Alejandro Gonzalez-Davidson, who was deported in 2015 and blocked from reentering the country, said he realized the group’s Facebook page was compromised on September 4, when he found an email saying he had been removed as a page administrator.

The Spain-based activist said he received the email at 1:20 a.m. in his local time, one day after three Mother Nature activists were arrested while producing a campaign video to call for lake Boeng Tamok’s conservation. Gonzalez-Davidson said he suspected that the activists were threatened or coerced to give authorities the password to the group’s Facebook page.

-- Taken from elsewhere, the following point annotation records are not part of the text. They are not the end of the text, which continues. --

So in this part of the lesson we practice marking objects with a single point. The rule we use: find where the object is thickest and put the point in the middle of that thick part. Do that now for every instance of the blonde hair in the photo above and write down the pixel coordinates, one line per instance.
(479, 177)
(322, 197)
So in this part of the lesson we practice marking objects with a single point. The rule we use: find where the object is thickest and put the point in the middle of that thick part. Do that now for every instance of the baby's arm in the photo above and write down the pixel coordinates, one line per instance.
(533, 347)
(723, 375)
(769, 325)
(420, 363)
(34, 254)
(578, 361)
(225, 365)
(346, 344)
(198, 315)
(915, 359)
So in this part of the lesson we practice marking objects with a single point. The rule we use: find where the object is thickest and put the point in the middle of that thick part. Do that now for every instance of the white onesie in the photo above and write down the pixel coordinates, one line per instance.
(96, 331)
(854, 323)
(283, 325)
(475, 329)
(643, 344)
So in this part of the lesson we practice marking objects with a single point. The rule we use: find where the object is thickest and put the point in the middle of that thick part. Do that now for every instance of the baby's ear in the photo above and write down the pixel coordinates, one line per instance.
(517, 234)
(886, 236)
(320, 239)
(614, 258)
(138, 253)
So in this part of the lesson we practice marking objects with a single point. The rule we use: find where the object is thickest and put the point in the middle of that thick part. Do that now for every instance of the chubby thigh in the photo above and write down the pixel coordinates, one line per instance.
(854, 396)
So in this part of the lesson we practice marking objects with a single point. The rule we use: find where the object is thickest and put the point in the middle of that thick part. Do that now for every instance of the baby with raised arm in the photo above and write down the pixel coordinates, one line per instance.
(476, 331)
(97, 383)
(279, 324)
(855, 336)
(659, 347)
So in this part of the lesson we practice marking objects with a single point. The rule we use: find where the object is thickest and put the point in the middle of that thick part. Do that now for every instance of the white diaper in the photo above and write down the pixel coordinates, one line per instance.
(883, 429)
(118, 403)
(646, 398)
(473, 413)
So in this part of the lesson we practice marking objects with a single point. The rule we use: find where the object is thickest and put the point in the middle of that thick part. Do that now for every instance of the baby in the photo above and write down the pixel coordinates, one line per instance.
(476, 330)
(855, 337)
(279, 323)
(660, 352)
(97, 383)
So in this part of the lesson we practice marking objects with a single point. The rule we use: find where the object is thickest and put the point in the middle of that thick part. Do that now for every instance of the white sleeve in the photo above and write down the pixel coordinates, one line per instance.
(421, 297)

He sent a request to Facebook to suspend the page temporarily, as well as the personal pages of the three detained activists, Thun Ratha, Long Kunthea and Phuong Keorasmey, he said.

“I hope that in two or three weeks, I can manage the Mother Nature pages again,” Gonzalez-Davidson said.

Via a public relations representative in Cambodia, Facebook said it had received a request from a human rights actor to suspend the Mother Nature Cambodia page after some members, including a page administrator, were detained by government security officials. The company said it had secured the page under the same procedures it follows when a page is hacked.

Phnom Penh municipal police spokesperson San Sokseyha said he was not familiar with the specifics of the Mother Nature case, but in general the police would confiscate all evidence related to a case, including technology, and then the court has the “right to investigate” the accused persons’ devices.

Chea Pov, the head of the Interior Ministry’s technology crimes department, did not respond to questions.

Gonzalez-Davidson activist also said he had noticed two pages trying to impersonate Mother Nature Cambodia: a page called Father of Nature Cambodia with 1,447 followers, and another called Mother of Nature Cambodia with 708 followers. Both pages, which were started on June 17 and 18, respectively, have profile pictures stylized like Mother Nature’s logo.

Gonzalez-Davidson called the impersonating accounts “crude,” but he said he is hoping the social media company will remove the accounts. The accounts remained active as of Monday morning, but neither had posted since September 1, when both accounts posted the same four nature photos.

Based on archived links in Google searches, the real advocacy group page had more than 353,000 followers, and Gonzalez-Davidson said in a Facebook post that the group’s videos had been seen more than 20 million times over the past four years.

Among its campaigns, the groups’ sustained criticism of sand mining in Koh Kong province for export preceded Cambodia’s decision to ban sand exports for environmental reasons.